The Bottom Line
- Stars Jim Jefferies, Dan Bakkedahl, DJ Qualls
- Created by Jim Jefferies and Peter O’Fallon
- Airs Thursdays at 10:30 p.m. EST starting January 17, 2013, on FX
At first, Legit seems like it might be another tiresome showbiz comedy, as Jefferies’ character is a struggling comedian living in Los Angeles and hoping to make it big (in real life Jefferies is an internationally successful comedian). But the show’s first three episodes have virtually nothing to do with Jim’s career, and unlike Louie (in which Louis C.K. similarly plays a less successful version of himself), Legit doesn’t feature any stand-up comedy at all. Instead it’s really about the relationship among Jim, his best friend and roommate Steve (comedian and former The Daily Show correspondent Dan Bakkedahl) and Steve’s disabled brother Billy (DJ Qualls), who suffers from muscular dystrophy and holds up the uncouth Jim as his personal idol.
In the first episode, Jim and Steve take Billy from the assisted-living facility where he’s been staying to a brothel outside Las Vegas and get him laid for the first time. It’s a surprisingly sweet yet never cloying portrait of the struggles of people with disabilities (Billy is essentially paralyzed below the neck and confined to a wheelchair), like a raunchier version of recent indie movie The Sessions. Jim is often inconsiderate and irresponsible, but his intentions toward Billy are honorable, and the show does a good job of mixing Jefferies’ envelope-pushing jokes (some of which sound a little too much like they were lifted right from his stand-up act) with a layered, sensitive story about not treating disabled people like helpless children.
The problem is that the next two episodes basically repeat that same formula, only less successfully. In the second episode, Jim and Steve break Billy out of the care facility in the middle of the night and end up taking him on as a permanent roommate, and both the second and third episodes involve Jim’s efforts to get Billy laid. The relationship between Jim and Billy is unique for TV, but it’s also a little limiting, and the show feels too insular and repetitive by the end of the third episode. The balance between gross-out humor and genuine emotion is also a tough one to maintain, and the sentiment, while refreshing, is sometimes overdone.
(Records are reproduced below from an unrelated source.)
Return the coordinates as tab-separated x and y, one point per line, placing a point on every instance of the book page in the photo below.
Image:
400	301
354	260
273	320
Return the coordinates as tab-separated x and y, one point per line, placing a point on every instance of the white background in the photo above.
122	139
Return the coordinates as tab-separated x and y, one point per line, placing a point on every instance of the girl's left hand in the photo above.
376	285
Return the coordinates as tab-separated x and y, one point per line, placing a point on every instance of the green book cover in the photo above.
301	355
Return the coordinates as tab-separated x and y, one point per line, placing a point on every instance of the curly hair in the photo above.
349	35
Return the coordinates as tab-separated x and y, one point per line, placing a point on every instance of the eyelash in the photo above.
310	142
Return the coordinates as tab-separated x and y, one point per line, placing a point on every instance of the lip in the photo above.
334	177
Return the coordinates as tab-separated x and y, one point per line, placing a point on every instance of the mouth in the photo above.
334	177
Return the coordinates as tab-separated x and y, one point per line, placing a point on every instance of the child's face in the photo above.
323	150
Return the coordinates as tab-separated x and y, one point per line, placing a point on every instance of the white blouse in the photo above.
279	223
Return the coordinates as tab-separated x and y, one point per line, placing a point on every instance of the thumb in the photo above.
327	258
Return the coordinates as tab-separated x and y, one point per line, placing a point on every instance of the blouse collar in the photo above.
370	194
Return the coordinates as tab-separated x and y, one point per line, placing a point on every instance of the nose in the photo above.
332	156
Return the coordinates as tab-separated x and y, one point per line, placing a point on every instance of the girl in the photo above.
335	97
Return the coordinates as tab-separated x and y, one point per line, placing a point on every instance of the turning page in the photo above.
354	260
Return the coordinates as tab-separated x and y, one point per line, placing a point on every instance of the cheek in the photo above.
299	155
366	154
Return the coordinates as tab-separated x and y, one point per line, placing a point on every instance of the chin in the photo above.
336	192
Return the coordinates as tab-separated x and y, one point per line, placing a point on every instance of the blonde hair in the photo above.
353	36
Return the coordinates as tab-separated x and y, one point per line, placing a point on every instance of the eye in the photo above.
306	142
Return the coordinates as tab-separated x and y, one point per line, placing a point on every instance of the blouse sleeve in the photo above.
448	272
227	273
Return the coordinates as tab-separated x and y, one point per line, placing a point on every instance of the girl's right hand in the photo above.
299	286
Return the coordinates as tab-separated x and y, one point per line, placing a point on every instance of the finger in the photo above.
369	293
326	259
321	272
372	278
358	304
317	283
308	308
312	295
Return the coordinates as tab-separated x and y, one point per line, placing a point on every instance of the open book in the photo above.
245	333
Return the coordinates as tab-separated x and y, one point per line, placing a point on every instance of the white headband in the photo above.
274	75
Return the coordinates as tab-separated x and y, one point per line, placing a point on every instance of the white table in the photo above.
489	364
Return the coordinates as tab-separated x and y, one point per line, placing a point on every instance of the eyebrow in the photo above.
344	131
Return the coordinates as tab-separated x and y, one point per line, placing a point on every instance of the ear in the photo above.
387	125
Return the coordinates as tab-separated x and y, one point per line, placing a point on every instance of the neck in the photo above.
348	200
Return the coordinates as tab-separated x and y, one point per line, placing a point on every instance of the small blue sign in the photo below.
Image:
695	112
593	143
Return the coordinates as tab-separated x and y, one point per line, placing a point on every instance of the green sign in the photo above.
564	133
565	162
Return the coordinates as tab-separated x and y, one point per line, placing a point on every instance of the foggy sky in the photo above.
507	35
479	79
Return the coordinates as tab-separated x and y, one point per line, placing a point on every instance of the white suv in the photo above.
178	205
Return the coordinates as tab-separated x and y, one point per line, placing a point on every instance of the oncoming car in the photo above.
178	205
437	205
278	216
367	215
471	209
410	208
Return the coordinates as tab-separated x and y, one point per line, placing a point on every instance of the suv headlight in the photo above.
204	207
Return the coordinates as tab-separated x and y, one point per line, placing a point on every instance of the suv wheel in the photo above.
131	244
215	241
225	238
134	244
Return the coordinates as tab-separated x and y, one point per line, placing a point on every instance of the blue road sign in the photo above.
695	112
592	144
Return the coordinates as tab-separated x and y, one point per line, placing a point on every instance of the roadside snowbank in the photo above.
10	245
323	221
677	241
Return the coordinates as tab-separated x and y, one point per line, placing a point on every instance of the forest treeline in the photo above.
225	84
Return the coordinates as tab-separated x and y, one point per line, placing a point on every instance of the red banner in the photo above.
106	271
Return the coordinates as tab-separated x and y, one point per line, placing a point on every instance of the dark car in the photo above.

Still, Legit is a different kind of show for FX (despite its resemblances to Wilfred and Louie), and there are enough funny lines and tender moments to make it worth keeping an eye on. The three leads are all appealing (Qualls gives an impressive performance in a difficult role), and the premise could easily open up with the addition of a few more supporting characters or new locations. Even more than dramas, comedies often take a while to find their footing, and Legit has the potential to go somewhere unique.